小さな二つの銀はこの森に住む小さな双子の男の子、バージルとダンテです。見た目は全く一緒なのに、性格は天と地ほど違いました。


ダンテはやんちゃで生傷の絶えない活発な男の子。バージルは物静かで本を読むのが大好きな男の子でした。
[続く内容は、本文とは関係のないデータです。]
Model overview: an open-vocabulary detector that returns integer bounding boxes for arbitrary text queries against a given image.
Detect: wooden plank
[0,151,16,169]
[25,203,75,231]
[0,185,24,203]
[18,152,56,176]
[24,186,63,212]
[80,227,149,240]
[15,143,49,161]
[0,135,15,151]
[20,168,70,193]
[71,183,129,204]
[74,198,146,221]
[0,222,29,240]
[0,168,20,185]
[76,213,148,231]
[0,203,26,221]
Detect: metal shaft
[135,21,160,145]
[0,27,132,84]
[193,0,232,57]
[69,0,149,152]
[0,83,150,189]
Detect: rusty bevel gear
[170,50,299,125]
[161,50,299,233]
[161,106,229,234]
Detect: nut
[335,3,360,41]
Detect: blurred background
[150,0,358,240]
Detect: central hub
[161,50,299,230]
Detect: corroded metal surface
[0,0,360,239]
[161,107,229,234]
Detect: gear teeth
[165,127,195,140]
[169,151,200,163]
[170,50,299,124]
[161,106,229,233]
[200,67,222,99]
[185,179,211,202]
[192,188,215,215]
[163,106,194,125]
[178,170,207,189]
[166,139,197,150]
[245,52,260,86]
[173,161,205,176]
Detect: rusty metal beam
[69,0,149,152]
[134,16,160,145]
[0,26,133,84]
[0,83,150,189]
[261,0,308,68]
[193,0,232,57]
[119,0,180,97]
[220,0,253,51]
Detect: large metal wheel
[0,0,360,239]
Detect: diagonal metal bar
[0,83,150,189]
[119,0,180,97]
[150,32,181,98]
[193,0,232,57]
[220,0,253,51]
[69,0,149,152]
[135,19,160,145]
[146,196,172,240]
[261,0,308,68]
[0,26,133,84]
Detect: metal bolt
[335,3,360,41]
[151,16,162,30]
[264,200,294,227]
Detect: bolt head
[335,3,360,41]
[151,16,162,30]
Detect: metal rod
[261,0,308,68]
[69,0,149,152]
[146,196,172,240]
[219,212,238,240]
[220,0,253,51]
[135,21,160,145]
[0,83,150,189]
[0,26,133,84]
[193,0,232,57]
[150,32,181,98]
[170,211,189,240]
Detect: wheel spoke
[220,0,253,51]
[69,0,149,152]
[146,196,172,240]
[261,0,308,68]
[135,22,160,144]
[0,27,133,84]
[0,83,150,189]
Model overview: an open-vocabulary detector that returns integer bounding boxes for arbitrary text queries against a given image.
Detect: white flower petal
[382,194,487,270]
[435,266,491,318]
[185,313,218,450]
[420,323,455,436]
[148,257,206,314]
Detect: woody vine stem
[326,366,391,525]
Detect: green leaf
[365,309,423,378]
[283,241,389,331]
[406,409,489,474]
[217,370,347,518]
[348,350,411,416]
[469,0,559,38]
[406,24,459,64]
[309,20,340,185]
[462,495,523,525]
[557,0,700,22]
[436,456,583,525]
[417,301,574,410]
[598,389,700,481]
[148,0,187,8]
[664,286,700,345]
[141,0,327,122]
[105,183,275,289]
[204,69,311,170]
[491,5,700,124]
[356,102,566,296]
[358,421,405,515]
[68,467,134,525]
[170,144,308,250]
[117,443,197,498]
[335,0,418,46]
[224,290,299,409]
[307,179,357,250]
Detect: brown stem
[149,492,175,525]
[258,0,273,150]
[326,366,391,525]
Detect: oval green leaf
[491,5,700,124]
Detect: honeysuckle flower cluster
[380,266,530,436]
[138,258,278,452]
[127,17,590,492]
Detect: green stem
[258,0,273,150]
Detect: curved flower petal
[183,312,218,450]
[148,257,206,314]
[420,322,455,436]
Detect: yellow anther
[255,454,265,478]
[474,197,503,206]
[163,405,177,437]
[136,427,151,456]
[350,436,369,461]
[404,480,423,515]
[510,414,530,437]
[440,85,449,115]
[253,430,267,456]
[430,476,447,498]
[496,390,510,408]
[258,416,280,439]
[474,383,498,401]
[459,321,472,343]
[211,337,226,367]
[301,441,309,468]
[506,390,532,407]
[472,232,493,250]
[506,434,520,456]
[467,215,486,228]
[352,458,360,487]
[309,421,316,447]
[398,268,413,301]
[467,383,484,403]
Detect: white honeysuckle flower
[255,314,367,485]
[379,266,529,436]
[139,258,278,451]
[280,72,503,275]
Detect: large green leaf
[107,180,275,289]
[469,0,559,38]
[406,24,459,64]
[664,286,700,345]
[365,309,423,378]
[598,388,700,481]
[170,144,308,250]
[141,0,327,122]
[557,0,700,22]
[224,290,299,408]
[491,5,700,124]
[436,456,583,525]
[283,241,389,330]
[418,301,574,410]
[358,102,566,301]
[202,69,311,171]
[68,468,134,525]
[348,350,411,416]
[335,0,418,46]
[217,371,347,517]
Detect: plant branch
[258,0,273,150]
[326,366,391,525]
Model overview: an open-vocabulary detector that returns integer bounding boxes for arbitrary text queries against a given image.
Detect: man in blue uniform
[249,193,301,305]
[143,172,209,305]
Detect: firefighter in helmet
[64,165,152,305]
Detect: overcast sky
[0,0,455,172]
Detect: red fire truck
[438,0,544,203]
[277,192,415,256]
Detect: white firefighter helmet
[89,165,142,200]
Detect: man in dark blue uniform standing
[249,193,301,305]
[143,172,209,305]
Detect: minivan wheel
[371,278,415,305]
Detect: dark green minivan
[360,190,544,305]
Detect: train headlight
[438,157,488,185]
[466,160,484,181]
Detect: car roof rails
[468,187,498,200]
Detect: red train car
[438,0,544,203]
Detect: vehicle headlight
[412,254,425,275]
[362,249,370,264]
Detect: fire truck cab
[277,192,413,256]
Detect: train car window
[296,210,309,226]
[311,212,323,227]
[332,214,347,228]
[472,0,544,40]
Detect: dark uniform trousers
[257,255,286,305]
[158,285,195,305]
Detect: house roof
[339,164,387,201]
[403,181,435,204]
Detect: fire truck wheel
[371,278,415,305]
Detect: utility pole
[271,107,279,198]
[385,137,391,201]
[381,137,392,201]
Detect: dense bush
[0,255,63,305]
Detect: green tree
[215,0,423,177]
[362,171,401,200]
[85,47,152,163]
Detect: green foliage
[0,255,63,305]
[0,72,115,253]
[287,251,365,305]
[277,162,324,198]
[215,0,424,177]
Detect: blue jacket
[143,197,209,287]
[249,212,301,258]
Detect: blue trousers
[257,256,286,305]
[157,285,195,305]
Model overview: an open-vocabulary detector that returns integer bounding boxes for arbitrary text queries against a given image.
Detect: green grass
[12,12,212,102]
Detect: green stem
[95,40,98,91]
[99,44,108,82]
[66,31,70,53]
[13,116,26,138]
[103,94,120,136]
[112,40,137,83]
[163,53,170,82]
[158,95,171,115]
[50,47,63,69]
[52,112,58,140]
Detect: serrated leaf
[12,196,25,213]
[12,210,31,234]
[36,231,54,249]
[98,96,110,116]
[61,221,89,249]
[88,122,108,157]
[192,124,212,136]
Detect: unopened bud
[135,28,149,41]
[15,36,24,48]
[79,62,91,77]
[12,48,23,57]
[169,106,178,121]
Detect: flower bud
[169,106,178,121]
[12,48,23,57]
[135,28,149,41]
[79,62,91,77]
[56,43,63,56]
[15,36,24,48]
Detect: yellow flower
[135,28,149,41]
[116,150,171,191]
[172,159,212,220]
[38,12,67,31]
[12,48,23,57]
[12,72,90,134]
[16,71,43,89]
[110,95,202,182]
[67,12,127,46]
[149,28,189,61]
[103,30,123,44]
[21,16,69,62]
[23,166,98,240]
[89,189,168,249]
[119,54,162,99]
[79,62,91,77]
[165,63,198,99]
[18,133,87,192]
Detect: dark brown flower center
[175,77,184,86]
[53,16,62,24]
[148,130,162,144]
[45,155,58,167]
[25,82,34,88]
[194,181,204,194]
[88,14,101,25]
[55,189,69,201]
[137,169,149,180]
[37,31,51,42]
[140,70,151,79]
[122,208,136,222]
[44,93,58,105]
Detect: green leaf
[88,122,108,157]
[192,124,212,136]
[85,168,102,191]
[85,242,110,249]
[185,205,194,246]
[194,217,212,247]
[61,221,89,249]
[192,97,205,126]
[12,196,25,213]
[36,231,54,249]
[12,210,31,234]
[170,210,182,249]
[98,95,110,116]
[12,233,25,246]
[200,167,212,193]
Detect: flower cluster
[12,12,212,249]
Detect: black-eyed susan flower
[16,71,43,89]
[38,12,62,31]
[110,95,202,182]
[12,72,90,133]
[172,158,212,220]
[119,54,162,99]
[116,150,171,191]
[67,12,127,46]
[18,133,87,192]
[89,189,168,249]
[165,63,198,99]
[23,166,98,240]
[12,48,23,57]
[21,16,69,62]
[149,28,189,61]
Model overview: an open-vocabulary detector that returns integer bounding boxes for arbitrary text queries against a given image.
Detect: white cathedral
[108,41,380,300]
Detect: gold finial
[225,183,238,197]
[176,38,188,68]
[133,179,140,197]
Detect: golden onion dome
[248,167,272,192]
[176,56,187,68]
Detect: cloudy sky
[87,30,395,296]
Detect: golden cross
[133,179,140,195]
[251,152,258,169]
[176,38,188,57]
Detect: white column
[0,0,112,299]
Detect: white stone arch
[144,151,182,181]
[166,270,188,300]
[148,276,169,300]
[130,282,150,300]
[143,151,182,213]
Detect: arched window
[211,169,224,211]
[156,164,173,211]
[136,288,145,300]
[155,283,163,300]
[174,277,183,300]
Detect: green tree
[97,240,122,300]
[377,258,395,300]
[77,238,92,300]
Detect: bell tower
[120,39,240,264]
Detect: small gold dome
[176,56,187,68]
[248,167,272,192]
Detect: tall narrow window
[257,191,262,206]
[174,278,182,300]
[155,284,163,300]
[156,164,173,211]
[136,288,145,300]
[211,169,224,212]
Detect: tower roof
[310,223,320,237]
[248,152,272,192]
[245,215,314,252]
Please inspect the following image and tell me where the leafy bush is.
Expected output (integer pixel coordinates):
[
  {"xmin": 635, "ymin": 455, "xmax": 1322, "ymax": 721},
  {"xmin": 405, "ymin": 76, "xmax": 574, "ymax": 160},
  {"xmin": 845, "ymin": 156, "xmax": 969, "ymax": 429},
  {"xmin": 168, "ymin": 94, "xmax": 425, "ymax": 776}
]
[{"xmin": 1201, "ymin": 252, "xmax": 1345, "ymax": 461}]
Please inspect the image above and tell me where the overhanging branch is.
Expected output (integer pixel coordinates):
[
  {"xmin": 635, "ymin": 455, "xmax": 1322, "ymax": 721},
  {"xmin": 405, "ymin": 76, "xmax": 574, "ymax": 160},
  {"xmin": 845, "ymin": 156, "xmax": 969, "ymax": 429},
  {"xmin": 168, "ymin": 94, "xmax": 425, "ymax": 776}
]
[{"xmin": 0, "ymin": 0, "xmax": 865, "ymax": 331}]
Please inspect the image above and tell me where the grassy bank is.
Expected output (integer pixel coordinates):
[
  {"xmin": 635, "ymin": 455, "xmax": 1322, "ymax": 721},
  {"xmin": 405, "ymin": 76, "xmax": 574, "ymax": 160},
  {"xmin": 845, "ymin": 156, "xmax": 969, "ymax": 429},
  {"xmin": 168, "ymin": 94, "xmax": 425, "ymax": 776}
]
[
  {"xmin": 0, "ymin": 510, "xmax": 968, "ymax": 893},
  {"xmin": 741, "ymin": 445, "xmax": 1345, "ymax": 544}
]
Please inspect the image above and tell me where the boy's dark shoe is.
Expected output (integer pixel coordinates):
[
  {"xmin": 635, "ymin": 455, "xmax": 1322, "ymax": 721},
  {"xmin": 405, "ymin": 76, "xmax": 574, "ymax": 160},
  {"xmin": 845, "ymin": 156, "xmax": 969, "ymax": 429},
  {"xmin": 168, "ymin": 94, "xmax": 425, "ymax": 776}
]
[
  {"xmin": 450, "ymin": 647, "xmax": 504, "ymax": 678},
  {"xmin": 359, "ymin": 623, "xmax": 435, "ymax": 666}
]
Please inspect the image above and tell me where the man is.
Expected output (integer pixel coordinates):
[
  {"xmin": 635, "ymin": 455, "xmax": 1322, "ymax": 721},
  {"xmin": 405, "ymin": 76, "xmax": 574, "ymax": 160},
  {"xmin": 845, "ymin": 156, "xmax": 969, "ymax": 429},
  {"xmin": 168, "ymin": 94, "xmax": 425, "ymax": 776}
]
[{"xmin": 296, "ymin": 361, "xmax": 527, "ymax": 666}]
「うっそつけ〜!!本ばっか読んでるから遅いんだ〜い!!!

こっこまっでおいで〜っだ!!べろべろば〜っ!!!」


おどけた仕草で"お尻ぺんぺん&あっかんべー"するダンテの姿は、それはそれは憎たらしいものでした。


 

物静かではありますが、沸点激低のバージル君。


怒髪天。



瞬時に怒りのパワーが最高点に達します。


「むむ〜…だー―――いっ!!!!!」



どすどすざくざく


「!痛ったぁい!!!うわぁーーーん!おとおさぁん、痛いよぉーーー!


何か、刺さったぁっ!!!」



ちびバージル。なんと怒りのあまり、産まれて初めて幻影剣を発動させてしまいました。


青白い剣は小さいながらも立派な破壊力でした。

ダンテは血まみれです。


出した張本人がその技と威力に一番びっくりして、泣きじゃくるダンテの横で棒立ちになってしまいました。


下唇を噛み締めて立ち尽くす兄。尻餅をついて天を仰いで泣きじゃくる弟。


そんな二人の許に大きな銀が到着しました。



双子のお父さんです。


お父さんは、二千年前に人間界を悪魔達の侵略から守ったという伝説の大悪魔、スパーダでした。